Butler Industries, fondé par l’investisseur Walter Butler, a été désigné repreneur des actifs de la société Isodev, une plateforme de financement des PME-TPE, en liquidation judiciaire depuis le 5 février 2015 au tribunal de commerce de Nanterre.
Créée en 2012, la société avait accordé près de 2000 prêts sur 10 000 dossiers étudiés pour un montant de 80 millions d’euros, devenant leader du secteur en moins de trois ans. Avec un effectif d’environ 50 personnes, elle avait pour objectif de doubler de taille d’ici fin 2015, avec un volume de quelque 600 millions d’euros de prêts par an. Mais Isodev a finalement connu des difficultés du fait, selon la société, de la faiblesse de la demande et de la chute des investissements de TPE-PME depuis 2013. En outre, la dégradation de la conjoncture avait entraîné un taux de défaut important des TPE-PME, pesant sur la qualité de crédit des entreprises recherchant un financement alternatif.

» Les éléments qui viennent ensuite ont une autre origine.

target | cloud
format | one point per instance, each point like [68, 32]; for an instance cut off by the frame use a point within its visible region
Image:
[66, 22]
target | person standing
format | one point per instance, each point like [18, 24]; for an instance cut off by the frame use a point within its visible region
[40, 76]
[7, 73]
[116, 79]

Isodev n’avait connu pour sa part que 96 défauts. Enfin, les taux d’intérêt très bas avaient facilité l’accès à des crédits bancaires moins chers que ceux proposés par Isodev. Butler Industries soutient donc le lancement d’un nouvel acteur visant à accompagner les TPE-PME dans leurs projets d’investissement ou de développement aux côtés de leurs partenaires bancaires traditionnels. Le repreneur entend développer une activité de financement de projets pérenne en France puis en Europe, avec des prêts compris entre 50 000 et 500 000 euros. Il fera bénéficier les entreprises de son expertise en matière d’analyse crédit en s’appuyant sur son activité de leasing «petits tickets» présente dans dix pays ainsi que sur ses activités de crédit gérant plus de 300 millions d’euros d’encours. Butler Industries était conseillé par Weil Gotshal & Manges, avec Philippe Druon, associé. Le liquidateur judiciaire était Marc Sénéchal.
Le conseil de Butler Industries : Philippe Druon, associé de Weil Gotshal & Manges
Comment Walter Butler s’est-il intéressé à ce dossier ?
Walter Butler s’était penché sur ce dossier avant la liquidation d’Isodev. Il avait considéré que la société supportait trop de frais, notamment de personnel, pour qu’un projet de reprise viable puisse voir le jour. L’investissement ne faisait donc pas de sens en redressement judiciaire, mais présentait un réel intérêt en liquidation judiciaire. Selon Walter Butler, le secteur des prêts participatifs aux entreprises est très important et dispose d’un vrai potentiel pour notre pays pour autant qu’il soit abordé avec la bonne approche business. Rappelons que Walter Butler gère une activité d’investissement en obligations high yield avec 300 millions d’euros d’actifs. Il a également en portefeuille la société Safetic, spécialisée dans le crédit-bail aux TPE. Son projet est essentiellement de recentrer l’activité d’Isodev sur son métier initial, à savoir le financement de projets industriels, et non pas le prêt de trésorerie qu’Isodev avait finalement développé.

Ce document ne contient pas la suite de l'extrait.